It is often quite complex and time-consuming to get a data science project off the ground. So I am sharing some of my thoughts and my checklist for what needs to be in place to get a data science project started.
I would advise the following approach: a series of calls to establish requirements, followed by a kickoff meeting for data exploration, followed by a couple of weeks for both sides to get everything together that they need to get the project started.
Initial meetings and calls before starting a data science project
Discuss what the client is trying to achieve. Often a client will want to define which machine learning approach is needed, without first stepping back and asking if machine learning is even necessary and what they want to achieve.
If possible, obtain a sample of data in advance as a sanity check. Without seeing the data we cannot say if the project will be possible or not.
Several key questions we should ask of the client when starting a data science project are:
- What are we predicting?
- How will it help the business?
- Has the business attempted this before? What happened?
- Are we predicting a time series? For example, the volume of purchases per day? In which case what extra information do we have on the previous day that could help us?
- How many data points are there? Let’s assume a company wants to predict something about its users or customers. How many users are in the database? I have been contacted by startups who have fewer than 100 users.
- How much information do we have about each user or customer?

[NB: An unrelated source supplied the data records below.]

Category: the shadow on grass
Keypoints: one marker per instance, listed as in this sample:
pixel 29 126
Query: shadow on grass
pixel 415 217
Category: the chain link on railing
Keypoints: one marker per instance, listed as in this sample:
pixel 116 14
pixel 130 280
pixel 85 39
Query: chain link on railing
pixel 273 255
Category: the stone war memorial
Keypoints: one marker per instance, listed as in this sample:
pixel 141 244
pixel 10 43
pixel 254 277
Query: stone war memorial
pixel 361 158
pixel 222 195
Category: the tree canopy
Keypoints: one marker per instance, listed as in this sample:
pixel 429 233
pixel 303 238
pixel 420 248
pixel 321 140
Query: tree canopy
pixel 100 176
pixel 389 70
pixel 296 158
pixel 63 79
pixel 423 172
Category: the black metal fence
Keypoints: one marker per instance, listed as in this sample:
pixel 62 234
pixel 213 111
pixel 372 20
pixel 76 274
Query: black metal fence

- At what point in time do we want to make the prediction about the user? For example, do we want to predict a user’s purchases one month from now, or a year from now?
- Is there an existing method of making a prediction? For example, we can often predict a customer’s next purchase volume simply by averaging their history. We need to think carefully if machine learning is likely to beat this baseline.
- How long has the organisation been gathering data? For example, if we want to predict purchase patterns over Christmas we would need a dataset of at least three years in order to relate one Christmas to the previous one, and to evaluate on the following Christmas.
- Does the business have a preferred cloud provider (e.g. Microsoft, Google, Amazon)? Often, if a company uses Outlook and other Microsoft products, they will prefer us to use Microsoft Azure for any deployed machine learning models, and their data protection officer may object to an external data scientist using Google or Amazon products for machine learning. A good data scientist should be prepared to work with all three.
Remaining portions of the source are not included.